Vor 25 Jahren
Es stand im Neuen Tag

Zwei Bürgermeister gewählt. Bei der konstituierenden Stadtrat-Sitzung werden Günter Zwack und Ernst Amberger zum zweiten und dritten Bürgermeister der Stadt Weiden gewählt. Lange Gesichter gibt es bei den SPD-Gegenkandidaten Josef Melch und Hans Hoffmann , weil sie nur 11 von 13 erwarteten Stimmen erhalten haben.

Zwack-Jubiläum. Der dienstälteste zweite Bürgermeister der Nachkriegszeit bekennt: "Es macht einfach Spaß. Ich möchte keinen Tag missen. An das OB-Amt habe ich nie ernsthaft gedacht. Aber ich mache noch bis 2002 weiter!"

Platz eins für Luise Nomayo. Den Kampf um den Spitzenplatz der Oberpfalz-Liste der "Grünen" für die kommenden Landtagswahlen gewinnt die 49 Jahre alte Hausfrau aus Hammerles gegen Stadtrat Jost Hess. Dank des Rotations-Prinzips beerbt sie MdL Prof.
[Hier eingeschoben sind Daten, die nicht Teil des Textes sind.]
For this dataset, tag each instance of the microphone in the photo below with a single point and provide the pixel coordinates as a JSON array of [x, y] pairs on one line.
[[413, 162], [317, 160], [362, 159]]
Dr. Armin Weiß.

Tauziehen mit Amberg. Weil OB Wolfgang Dandorfer ein "hervorragendes Grundstück" anbietet, sieht er Amberg vor Weiden bei der Standort-Entscheidung für eine Fachhochschule. "Außerdem repräsentieren unsere Stadt und der Landkreis mit 70 000 Einwohnern das größte Ballungsgebiet nach Regensburg." Auch er habe gute Beziehungen nach München.

Sindersberger-Pläne. Nach der Aufgabe seines "Wiener Cafés" im Alten Rathaus will Konditor-Meister Rainer Sindersberger im Stammhaus der Familie in der Sebastianstraße ein französisches Café eröffnen. Vorher wird er noch drei Wochen lang bei einem "Pâtissier" in Lyon in die Lehre gehen.

Nordtangente "wackelt". Die Regensburger Regierung und die heimische Naturschutz-Jugend haben Bedenken gegen die geplante Trasse. Denn sie würde durch Wasser- und Landschaftsschutzgebiete führen. Die Gutachter seien nicht neutral. OB Hans Schröpf hofft aber weiter.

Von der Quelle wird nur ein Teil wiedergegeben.